Alternate Best Actor 1963: Alberto Sordi in Il Diavolo

Alberto Sordi did not receive an Oscar nomination, despite winning a Golden Globe, for portraying Amedeo Ferrettiin in Il Diavolo.

Il Diavolo is an interesting film that follows an Italian merchant through his travels in Sweden.

It is probably fair to say that Alberto Sordi’s Golden Globe win for best actor in a musical or comedy, is the most obscure winner in the history of the category. This is to the point that one ought to give that often dubious awards group some credit for recognizing a non-English language performance in a film that was not a major awards touchstone otherwise. They might have been on an Italian kick, with Marcello Mastroianni having won the previous year for Divorce, Italian Style, however that was an Oscar nominated turn as well. I won’t diminish the win though as this is rather a different turn to examine from comic actor Alberto Sordi. An actor, I’ll admit, I have only a limited perspective of in a few scant, though more than decent turns, in English language films, and his notable devastating turn in An Average Little Man. Of course that turn was one that went to a very dark place, however the nature of this role also has really two sides within it.

Sordi’s unique talents so strongly evident in that later performance is evident here as well though in perhaps lower stake circumstances. Our man Amedeo is just indeed an average man as well, but in the circumstances of just a business trip. A trip he foresees more for pleasure despite being a married man, of course. Sordi, even with this intention, brings a such a considerable charm through his affable screen presence. This making Amedeo’s endeavor almost have this certain oxymoronic innocence within it. This approach is effective however from his earliest moments of essentially admiring the local women who he comes across early in the film. Sordi brings the utmost earnestness in his energy in every one of his greetings towards these women however he manages to find just the right manner for this. In that he does certainly deliver the requisite lustful quality of Amedeo however he carefully does not over do it to the point of becoming excessively sleazy. He’s best instead by being just a bit sleazy however so well realized within Sordi’s comic manner that still finds a charm even within that.
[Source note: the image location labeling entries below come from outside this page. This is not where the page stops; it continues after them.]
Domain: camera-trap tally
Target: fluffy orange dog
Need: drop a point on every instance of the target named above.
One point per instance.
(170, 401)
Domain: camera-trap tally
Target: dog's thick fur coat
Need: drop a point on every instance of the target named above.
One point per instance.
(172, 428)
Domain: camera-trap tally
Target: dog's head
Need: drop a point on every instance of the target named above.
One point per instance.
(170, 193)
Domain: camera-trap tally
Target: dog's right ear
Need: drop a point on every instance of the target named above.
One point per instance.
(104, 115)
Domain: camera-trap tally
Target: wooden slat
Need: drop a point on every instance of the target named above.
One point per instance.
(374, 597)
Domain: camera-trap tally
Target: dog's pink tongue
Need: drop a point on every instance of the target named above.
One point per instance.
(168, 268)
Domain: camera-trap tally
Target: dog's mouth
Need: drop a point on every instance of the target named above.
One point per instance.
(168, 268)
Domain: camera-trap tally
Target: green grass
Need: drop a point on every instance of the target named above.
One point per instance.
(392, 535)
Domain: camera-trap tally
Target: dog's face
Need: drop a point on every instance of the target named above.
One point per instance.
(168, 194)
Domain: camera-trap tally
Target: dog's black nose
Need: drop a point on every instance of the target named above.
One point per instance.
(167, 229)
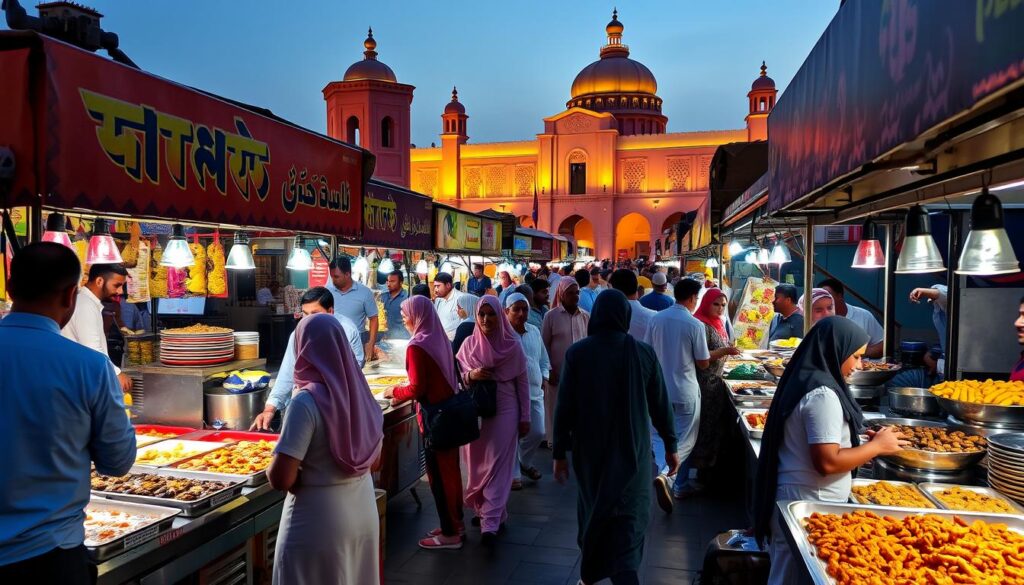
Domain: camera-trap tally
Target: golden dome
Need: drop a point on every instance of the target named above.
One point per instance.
(370, 68)
(614, 72)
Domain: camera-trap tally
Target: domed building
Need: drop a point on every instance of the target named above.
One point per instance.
(605, 170)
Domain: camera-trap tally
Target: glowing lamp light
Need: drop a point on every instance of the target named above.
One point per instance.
(241, 256)
(299, 259)
(55, 231)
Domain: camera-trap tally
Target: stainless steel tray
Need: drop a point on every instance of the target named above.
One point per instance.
(792, 514)
(165, 516)
(188, 508)
(931, 489)
(861, 482)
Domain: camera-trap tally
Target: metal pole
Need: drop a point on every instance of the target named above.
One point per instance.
(808, 272)
(889, 302)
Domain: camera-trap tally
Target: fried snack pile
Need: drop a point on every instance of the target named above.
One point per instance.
(939, 440)
(886, 494)
(243, 458)
(969, 500)
(988, 392)
(864, 548)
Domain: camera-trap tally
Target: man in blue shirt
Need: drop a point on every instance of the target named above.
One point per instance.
(62, 410)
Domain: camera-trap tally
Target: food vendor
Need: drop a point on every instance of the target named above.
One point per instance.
(861, 317)
(313, 301)
(788, 322)
(811, 439)
(53, 425)
(86, 326)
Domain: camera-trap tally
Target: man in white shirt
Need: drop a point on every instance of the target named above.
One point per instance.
(538, 368)
(861, 317)
(446, 302)
(681, 345)
(627, 282)
(86, 326)
(314, 300)
(354, 301)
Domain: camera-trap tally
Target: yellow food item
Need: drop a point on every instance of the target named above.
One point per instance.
(989, 392)
(968, 500)
(864, 548)
(243, 458)
(886, 494)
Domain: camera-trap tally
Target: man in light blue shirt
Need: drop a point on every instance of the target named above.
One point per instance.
(314, 300)
(62, 410)
(681, 345)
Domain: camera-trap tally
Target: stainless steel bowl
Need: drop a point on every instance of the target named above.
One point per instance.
(871, 377)
(920, 459)
(913, 402)
(974, 412)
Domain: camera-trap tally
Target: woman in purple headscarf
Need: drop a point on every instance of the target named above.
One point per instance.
(331, 437)
(494, 352)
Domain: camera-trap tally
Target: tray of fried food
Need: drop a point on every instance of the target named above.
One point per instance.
(194, 493)
(970, 499)
(246, 459)
(885, 493)
(855, 544)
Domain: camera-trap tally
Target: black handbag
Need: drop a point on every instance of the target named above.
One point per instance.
(451, 423)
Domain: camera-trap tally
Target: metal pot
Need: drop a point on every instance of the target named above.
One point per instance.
(236, 412)
(913, 402)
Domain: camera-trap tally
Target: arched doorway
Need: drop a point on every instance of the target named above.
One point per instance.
(526, 221)
(580, 228)
(633, 236)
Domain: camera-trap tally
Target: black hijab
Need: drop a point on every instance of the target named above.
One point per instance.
(816, 363)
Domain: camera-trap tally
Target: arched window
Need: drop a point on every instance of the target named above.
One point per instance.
(352, 130)
(387, 132)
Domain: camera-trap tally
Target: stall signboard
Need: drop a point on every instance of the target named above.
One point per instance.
(883, 73)
(116, 139)
(394, 217)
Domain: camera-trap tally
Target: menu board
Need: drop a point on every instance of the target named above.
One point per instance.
(755, 312)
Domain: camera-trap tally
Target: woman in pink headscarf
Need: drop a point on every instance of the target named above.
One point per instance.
(494, 352)
(431, 380)
(331, 437)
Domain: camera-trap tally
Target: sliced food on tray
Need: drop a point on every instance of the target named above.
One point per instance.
(243, 458)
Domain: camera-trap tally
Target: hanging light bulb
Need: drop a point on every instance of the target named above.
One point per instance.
(299, 259)
(780, 254)
(987, 249)
(735, 248)
(868, 254)
(920, 254)
(176, 253)
(56, 232)
(241, 256)
(102, 250)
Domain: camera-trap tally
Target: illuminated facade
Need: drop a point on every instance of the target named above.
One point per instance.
(604, 169)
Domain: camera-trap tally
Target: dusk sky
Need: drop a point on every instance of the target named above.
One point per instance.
(512, 61)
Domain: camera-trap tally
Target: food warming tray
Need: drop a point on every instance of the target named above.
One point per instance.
(792, 514)
(931, 489)
(150, 531)
(188, 508)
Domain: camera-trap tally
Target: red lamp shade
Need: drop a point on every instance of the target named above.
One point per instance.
(102, 250)
(869, 255)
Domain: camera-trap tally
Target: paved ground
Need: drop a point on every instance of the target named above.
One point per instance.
(540, 546)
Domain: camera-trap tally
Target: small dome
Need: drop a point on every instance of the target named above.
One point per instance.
(763, 81)
(455, 107)
(370, 68)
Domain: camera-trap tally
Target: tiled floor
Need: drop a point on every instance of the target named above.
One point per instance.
(540, 547)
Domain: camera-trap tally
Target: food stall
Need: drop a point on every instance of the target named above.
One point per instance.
(98, 140)
(857, 136)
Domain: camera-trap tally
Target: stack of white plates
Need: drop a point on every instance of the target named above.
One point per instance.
(196, 348)
(1006, 464)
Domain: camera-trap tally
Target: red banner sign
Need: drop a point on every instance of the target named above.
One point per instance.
(121, 140)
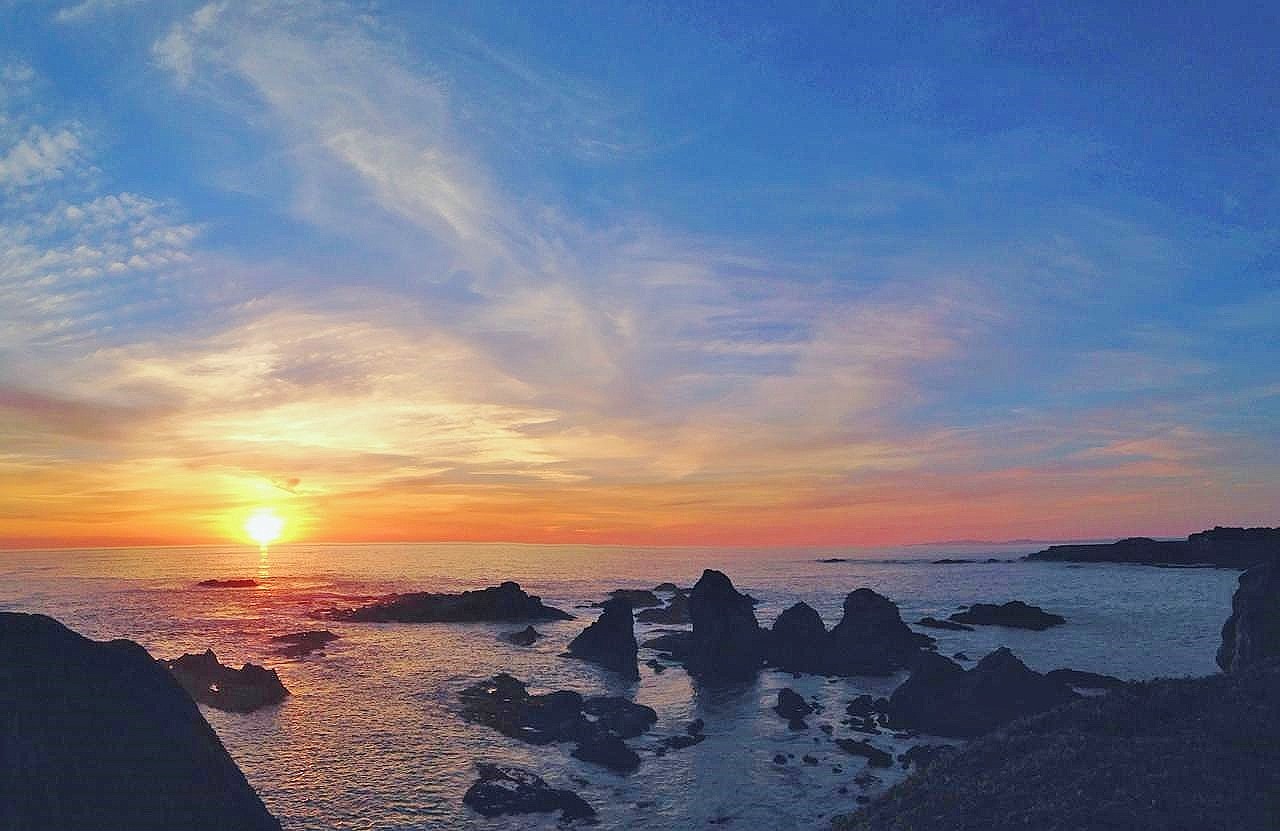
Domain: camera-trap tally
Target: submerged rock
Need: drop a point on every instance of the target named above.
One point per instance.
(506, 602)
(511, 790)
(726, 642)
(224, 688)
(945, 699)
(1252, 633)
(99, 735)
(526, 637)
(1015, 613)
(297, 644)
(611, 640)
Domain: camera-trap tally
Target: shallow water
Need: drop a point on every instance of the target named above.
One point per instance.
(371, 739)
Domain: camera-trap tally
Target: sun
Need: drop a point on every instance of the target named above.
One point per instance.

Sordi’s performance is essential the film beyond his exact journey though in a particular way as he stands as a reactionary lead. This makes enough sense as his communication skills are limited as an Italian in Sweden, however how Sordi reacts to each given situation very much makes both the comedic and dramatic thrust through the film. Although less extreme than in An Average Little Man, Sordi’s performance very much functions within both atmospheres to realize Amedeo’s journey here. Sordi is very funny in initially keeping that same, lets not beat around the bush here, horny grin across his face with each potential “conquest” he meets. Sordi’s equally effective in conveying then the certain disappointment as each opportunity instead opens himself up to a different part of the Swedish culture that isn’t sex related. Sordi finds in these moments the right humorous disappointment in his expression in a given moment, but balances that with the right degree of shame all the same. A particularly wonderful scene is as he’s met with a carol instead of any sort of tryst, and his eyes convey so well the character’s certain dismay though that Sordi so effortless conveys to that quiet appreciation though with a definite embarrassment underlining it all.

Throughout Amedeo’s journey he does not discover a sex romp, but instead discovers a perhaps a little strange however still welcoming country with far more to offer him that debauchery. Sordi’s performance then becomes one of this interesting discovery of each new situation underlining each with a bit of Amedeo’s sort of discovery of each place while also creating a sense of the reflection of it within himself. In the grand finale, of sorts, we get really two sides of Sordi’s performance so effectively intertwined once again. This being mostly in a hilarious fashion throughout a sequence of ice car racing where Sordi’s reactions are priceless to the insane, rather dangerous, hi-jinks of his female host. When finally though it seems he’ll get his initial desire of sex, Sordi derives such a poignancy in his timid way of speaking the truths of a man who has in reality only been honorable to his wife despite his straying thoughts throughout. This is a wonderful turn as Sordi very much delivers on the promise of this goofy tourist looking for all the wrong things in all the wrong ways. His comic reactions are consistently funny throughout the film, but what takes the performance further is creating this honest sense of growth in the character. This in creating a genuine portrait of a man learning more about himself in what is an overarching comedic turn.